Sure, the digital cable box from our provider was OK. The menus look nice, you can rent last years movies, and they only freeze up one or ten times.

I wanted something better, much better. This meant building it.

Building a home theather PC is not cheap. Sure, you can do it cheaply, but with the rich world of HD media we have today it has to be done right.

I won’t get into the nitty gritty tech behind the curtain but I will include a few teasing pictures and a quick run down.

What we did to keep everything tidy was to mount a laptop to the back of our T.V.

It’s just powerful enough, being a dual core Athlon with 4GB of ram and a decent onboard video adapter. We picked up a digital/analog cable tuner which we now use for both watching and recording TV.  Did I mention we won’t ever run out of recording room? Even if we did fill the 320GB hard drive, we have almost four terabytes of network storage. This has allowed us to do away with physical media entirely. I can’t recall the last time I actually held a movie in my hands, or drove somewhere to get one for that matter. Everything is either streamed or archived to storage on our network. That means every DVD and Bluray movie we purchased in the last 4 years is just a button press away. The discs are in a giant binder under our bed, collecting dust like any antiquated technology should.

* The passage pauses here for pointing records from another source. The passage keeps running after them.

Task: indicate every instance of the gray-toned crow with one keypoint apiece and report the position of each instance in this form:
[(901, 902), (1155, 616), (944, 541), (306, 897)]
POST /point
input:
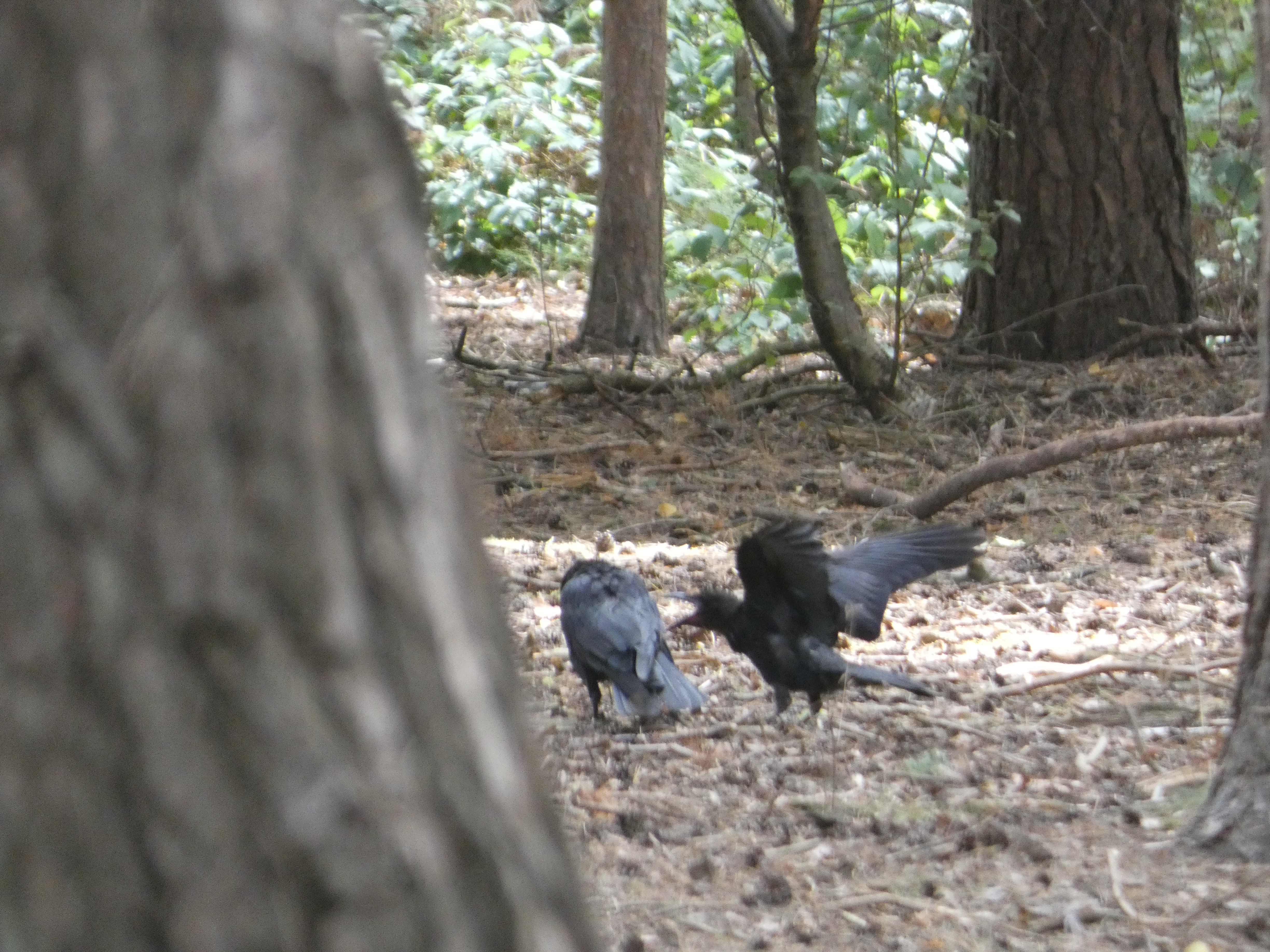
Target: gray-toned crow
[(615, 634), (799, 597)]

Many people opt for a clunky wireless keyboard and mouse but we went a step further and picked up a remote tailored for media centers along with an IR receiver. Anyone can sit down, pick up the all familiar clicker and start channel surfing. Of course they can also check the weather, find a movie, listen to our music collection, tune into local radio (or a station in Sweden), browse our personal photo collections, or even play a game. Did that list seem intentionally long-winded?

The laptop, of course, feeds video into our T.V. at 1080p and audio out to both a stereo and 5.1 system.

Running this machine is Windows 7. More specifically Windows Media Center. A number of plugins such as Netflix and a Home Server connector link us to both locally stored media and streaming movies online.


While the main goal was to drastically increase the functionality of our home theatre, I was also not about to sacrifice any features provided by the generic cable box. Nothing has been lost. In fact, we get programming schedules weeks in advance now as opposed to a few days. So yes, we have the American Idol season finale already set to record. Seriously though, too bad they picked Jenifer Lopez to be a judge!?

All in, a similar setup (minus audio and T.V.) can be done for a little over a thousand dollars. That probably sounds a bit steep, but when compared to the very limited DVRs currently available from Canadian providers it comes in much cheaper for the features.

While it may be some time before we see more support in the form of systems like CableCard from Canadian providers and the CRTC, you can break away from your cable box. It is well worth the work.